From the Newsletter of the Arms and Armour Society, Dec 2012.

(Review by David Baker, the leading author on British shotguns.)

David Harding's new book is very like the plot of a forensic detective story. Here we have a thousand or so lead bullets that have lain for more than three and a half centuries in the soil of what was once a manorial deer park, but are now brought to life to tell us their story. They remind us of the empirical knowledge of our ancestors and, yet again, illustrate that so called "new discoveries" are often nothing of the sort, but merely forgotten facts rediscovered.

The bullets in question were probably fired originally by a troop of Parliamentary Cavalry at target practice. This accounts both for the number of projectiles discovered and their concentration on one site. Fortunately, they were discovered by archaeologists with metal detectors, who were not simply treasure hunters, but practitioners who logged the exact locations of their finds and who sought expert help to interpret them.

It is our good fortune that they went to David, who was able to build on his previous experience of ballistic studies of muskets undertaken originally as part of his monumental study of the arms of the Honourable East India Company. What this cache of bullets revealed was that elongated projectiles were known and in practical use almost 400 years ago.
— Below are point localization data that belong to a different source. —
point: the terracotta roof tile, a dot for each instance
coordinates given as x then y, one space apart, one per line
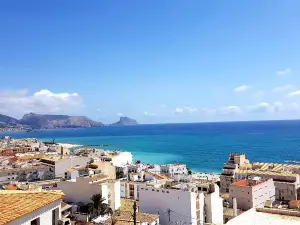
15 204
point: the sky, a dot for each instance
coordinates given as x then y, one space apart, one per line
156 61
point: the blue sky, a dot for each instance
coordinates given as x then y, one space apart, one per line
156 61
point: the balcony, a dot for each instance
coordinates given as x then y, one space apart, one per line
229 166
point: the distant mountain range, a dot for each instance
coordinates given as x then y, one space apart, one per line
124 121
39 121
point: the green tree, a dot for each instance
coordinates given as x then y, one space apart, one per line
98 207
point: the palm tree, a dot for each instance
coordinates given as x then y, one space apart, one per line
98 207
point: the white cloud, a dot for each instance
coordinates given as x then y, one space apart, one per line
242 88
185 110
259 94
178 110
18 102
293 94
284 88
284 72
230 110
259 108
149 114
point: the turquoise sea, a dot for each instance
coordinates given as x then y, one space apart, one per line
202 146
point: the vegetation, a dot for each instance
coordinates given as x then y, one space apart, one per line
98 207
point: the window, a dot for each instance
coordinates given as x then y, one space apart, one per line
35 222
54 216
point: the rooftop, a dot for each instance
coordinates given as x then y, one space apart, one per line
252 217
126 216
15 204
246 183
127 205
96 177
9 170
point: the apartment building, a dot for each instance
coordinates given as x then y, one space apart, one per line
62 163
174 169
251 193
235 162
22 207
81 189
182 206
131 188
26 173
286 183
126 217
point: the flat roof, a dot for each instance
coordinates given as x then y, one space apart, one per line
246 183
15 204
252 217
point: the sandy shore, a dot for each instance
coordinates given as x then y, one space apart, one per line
67 145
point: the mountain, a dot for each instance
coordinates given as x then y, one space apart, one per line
8 120
39 121
125 121
8 123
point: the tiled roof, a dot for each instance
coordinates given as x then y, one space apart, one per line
9 170
271 173
15 204
126 217
245 183
97 177
127 204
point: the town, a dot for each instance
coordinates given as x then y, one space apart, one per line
45 183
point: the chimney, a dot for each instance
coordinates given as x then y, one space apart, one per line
234 207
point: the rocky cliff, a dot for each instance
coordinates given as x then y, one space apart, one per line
125 121
39 121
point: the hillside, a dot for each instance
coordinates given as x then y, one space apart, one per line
39 121
8 120
124 121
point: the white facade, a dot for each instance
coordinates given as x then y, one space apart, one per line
184 206
189 207
252 217
44 215
62 165
31 173
174 169
251 193
214 206
122 159
82 189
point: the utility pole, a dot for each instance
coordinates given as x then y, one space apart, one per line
134 213
169 215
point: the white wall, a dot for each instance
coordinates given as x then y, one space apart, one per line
44 213
183 204
214 207
62 165
122 159
117 195
81 190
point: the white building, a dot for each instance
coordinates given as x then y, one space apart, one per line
121 159
286 183
180 206
126 217
256 217
251 193
26 208
131 188
28 173
62 164
81 189
174 169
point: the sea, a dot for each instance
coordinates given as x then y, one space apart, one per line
204 147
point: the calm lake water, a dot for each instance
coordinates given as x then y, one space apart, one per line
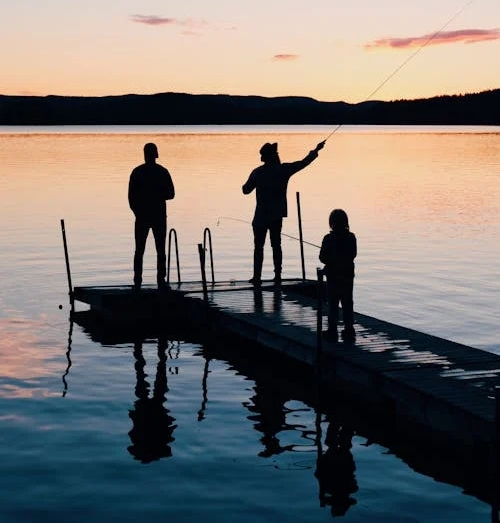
229 442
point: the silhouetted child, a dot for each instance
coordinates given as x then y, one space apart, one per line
338 250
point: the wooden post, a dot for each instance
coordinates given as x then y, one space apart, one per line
319 317
68 271
496 489
301 238
201 252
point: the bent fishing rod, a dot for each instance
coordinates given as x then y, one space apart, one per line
250 223
432 37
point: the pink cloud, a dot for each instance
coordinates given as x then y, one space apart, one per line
189 26
285 57
153 20
466 36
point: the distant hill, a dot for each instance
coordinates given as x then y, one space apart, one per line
179 108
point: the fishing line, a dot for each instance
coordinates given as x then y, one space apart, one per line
409 58
250 223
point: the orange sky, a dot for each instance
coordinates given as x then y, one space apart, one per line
327 50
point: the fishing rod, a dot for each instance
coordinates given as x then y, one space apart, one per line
409 58
250 223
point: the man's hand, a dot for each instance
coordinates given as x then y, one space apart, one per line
320 146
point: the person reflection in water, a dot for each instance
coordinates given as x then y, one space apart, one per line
153 427
335 470
270 418
150 185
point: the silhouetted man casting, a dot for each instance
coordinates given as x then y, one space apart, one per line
270 182
150 185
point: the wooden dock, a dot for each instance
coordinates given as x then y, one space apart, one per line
446 388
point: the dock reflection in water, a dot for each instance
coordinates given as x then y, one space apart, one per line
289 415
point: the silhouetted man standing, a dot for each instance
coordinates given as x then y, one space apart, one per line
270 181
150 185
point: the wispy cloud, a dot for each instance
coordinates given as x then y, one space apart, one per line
466 36
285 57
189 26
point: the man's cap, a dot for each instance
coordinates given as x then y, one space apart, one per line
151 150
268 149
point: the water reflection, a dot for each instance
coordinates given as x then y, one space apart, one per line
153 426
68 358
285 408
335 467
258 300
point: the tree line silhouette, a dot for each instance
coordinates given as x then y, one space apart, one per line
481 108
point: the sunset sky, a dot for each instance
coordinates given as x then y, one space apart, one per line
330 50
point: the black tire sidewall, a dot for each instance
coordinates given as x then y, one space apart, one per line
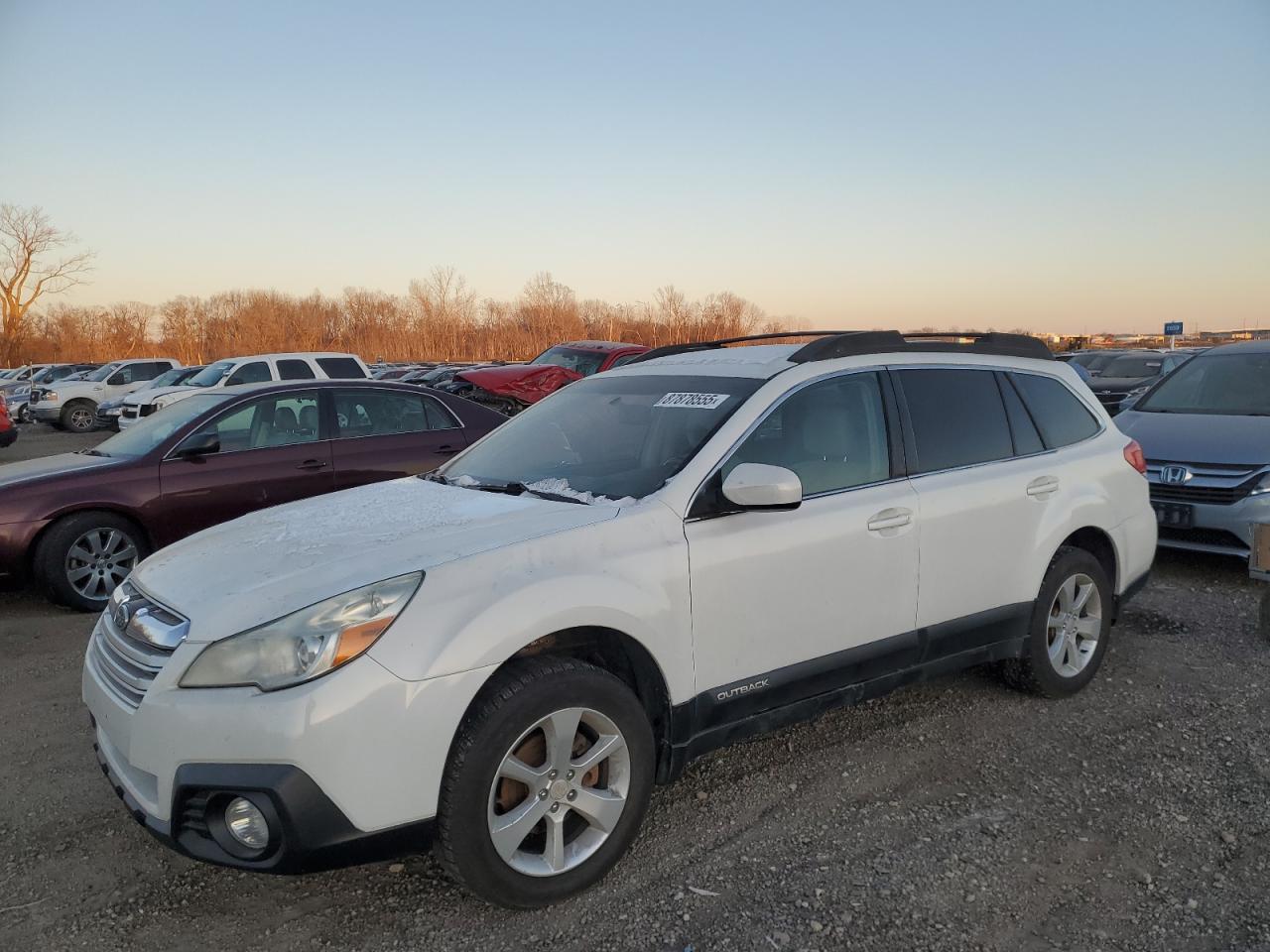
466 797
1067 563
51 555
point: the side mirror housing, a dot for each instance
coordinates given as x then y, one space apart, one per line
199 444
762 486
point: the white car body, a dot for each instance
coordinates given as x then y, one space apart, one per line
724 608
62 398
268 366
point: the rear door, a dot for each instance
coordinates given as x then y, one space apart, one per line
273 451
985 488
382 434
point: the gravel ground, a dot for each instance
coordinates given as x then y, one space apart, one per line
952 815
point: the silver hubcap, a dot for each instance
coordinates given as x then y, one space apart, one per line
1075 625
98 561
559 792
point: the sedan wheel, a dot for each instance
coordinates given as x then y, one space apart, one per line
98 561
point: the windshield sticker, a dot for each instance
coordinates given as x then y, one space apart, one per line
694 402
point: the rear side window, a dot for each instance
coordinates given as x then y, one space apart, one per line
295 370
1060 414
956 417
254 372
341 368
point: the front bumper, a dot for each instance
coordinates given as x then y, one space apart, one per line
349 765
1222 530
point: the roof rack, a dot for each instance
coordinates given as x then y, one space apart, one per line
830 344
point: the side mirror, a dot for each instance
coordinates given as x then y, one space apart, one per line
204 443
762 486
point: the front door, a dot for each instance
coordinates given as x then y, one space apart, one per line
272 451
794 603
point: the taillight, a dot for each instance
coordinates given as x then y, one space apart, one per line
1134 457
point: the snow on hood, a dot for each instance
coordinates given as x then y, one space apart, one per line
272 562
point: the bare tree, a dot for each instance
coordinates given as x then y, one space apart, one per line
27 236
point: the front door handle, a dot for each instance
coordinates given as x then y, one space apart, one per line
890 520
1043 486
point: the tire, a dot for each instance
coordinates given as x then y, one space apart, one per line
79 416
1065 652
67 548
508 717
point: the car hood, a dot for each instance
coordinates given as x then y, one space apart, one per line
1199 438
27 470
272 562
526 382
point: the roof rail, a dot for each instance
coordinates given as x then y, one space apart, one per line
853 343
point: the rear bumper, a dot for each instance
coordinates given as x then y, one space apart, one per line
1222 530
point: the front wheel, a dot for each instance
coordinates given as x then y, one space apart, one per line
1071 627
79 416
547 783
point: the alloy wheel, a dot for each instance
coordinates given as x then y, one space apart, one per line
559 792
1074 625
98 561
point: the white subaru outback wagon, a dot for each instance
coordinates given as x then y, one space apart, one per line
707 543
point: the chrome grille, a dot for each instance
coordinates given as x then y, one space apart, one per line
132 643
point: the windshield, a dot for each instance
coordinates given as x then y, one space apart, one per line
211 375
148 433
1133 366
584 362
1228 385
612 436
102 372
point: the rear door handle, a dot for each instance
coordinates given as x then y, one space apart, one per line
890 520
1043 486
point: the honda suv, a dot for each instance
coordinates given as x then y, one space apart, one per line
649 563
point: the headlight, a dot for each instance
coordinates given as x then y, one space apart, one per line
307 644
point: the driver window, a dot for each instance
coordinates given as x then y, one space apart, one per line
832 434
268 421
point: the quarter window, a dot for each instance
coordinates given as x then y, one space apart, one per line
340 368
832 434
1060 414
293 368
956 417
254 372
380 413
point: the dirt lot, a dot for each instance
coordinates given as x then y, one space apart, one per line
949 816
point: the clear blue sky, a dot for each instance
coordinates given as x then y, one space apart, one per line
1071 166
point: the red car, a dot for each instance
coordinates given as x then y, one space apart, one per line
513 388
8 431
79 522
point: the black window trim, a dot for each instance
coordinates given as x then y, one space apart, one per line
910 445
890 414
413 391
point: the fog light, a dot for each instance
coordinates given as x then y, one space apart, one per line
246 824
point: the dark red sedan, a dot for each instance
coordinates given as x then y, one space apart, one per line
77 524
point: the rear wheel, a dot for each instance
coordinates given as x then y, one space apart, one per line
1071 627
84 557
547 784
79 416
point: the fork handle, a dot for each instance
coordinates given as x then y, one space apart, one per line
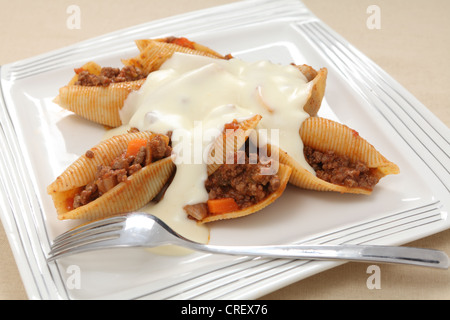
362 253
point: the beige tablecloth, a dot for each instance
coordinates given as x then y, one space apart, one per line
412 44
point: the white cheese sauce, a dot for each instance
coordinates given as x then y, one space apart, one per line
194 97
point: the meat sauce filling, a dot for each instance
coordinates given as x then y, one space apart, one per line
123 166
242 182
340 170
108 75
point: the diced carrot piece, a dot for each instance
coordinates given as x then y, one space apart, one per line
134 146
219 206
183 42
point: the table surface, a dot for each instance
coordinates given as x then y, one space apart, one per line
412 45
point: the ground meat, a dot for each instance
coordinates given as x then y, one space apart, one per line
340 170
242 182
107 177
108 75
159 149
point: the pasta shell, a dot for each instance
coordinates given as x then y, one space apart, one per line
284 173
96 103
325 135
144 43
132 194
318 79
155 53
229 142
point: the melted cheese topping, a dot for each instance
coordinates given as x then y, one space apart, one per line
194 97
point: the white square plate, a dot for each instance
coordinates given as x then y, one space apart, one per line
39 140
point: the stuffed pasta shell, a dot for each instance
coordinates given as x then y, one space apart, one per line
118 175
340 158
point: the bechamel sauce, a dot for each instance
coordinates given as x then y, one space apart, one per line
192 94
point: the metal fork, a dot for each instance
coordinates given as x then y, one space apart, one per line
145 230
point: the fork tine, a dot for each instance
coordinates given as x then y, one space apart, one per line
84 244
89 233
89 225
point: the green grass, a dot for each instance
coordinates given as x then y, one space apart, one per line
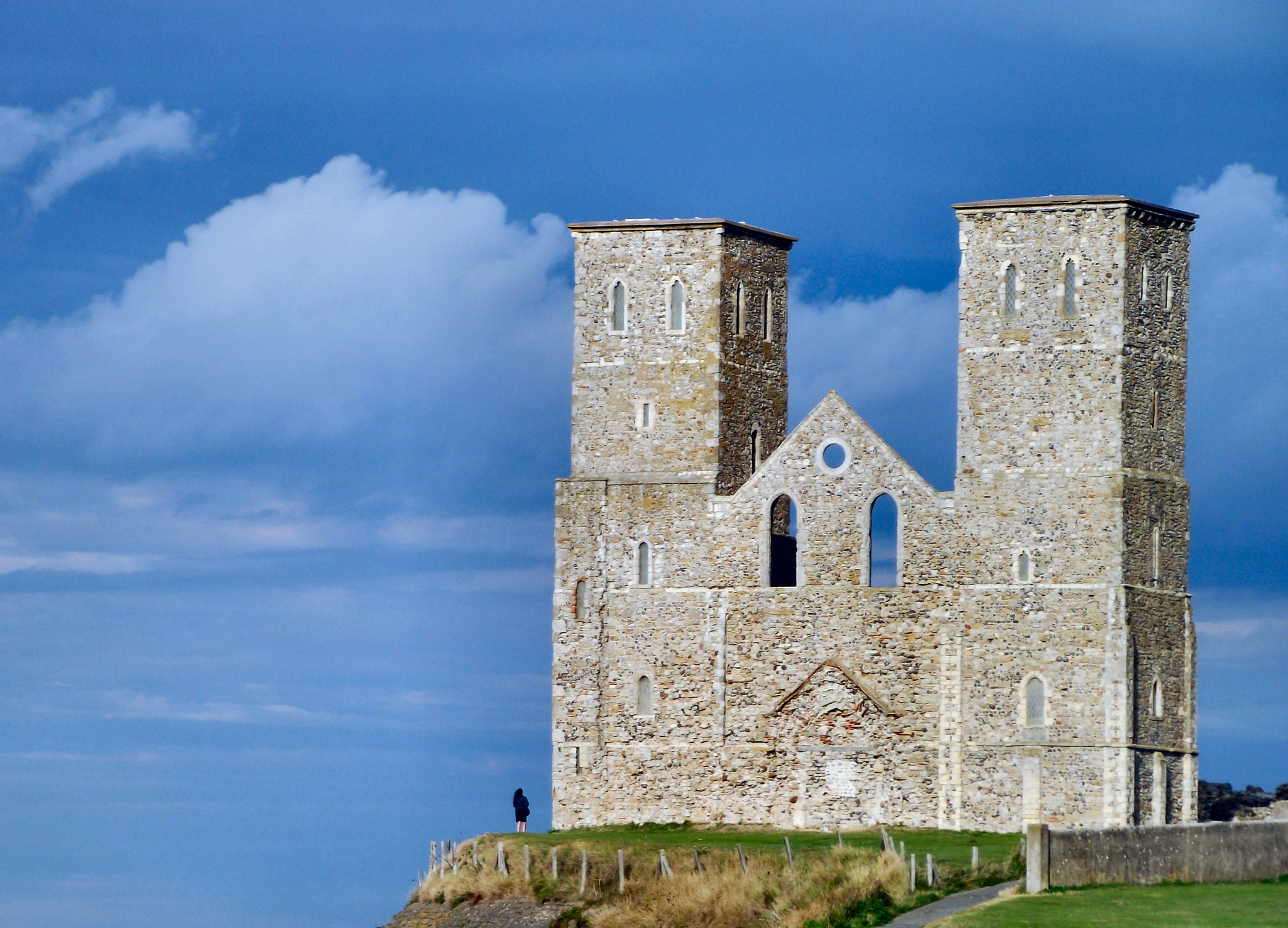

I found the whole saga fascinating, despite being a mere shotgunner. It is a tribute to the author that the tale is so well told and, as with all David's works, the bibliography is a history lesson in itself.

If I may venture one criticism, more a regret, it is a pity about the paper covers. Scholarship of this order deserves to be better preserved. I realise the economic implications, but I, for one, would prefer a set of sheets that I could have hardbound.

(Publisher's note: For a specialised book like this, with a limited print run, digital printing is now the only economic option, and even the largest sheets that digital printers will take are too small to be folded and sewn in the traditional "case-bound" manner. A hard-backed version of the digitally-printed pages could certainly be produced, but the pages would still be glued together at the spine in the paperback manner, and then merely pasted into stiff covers.)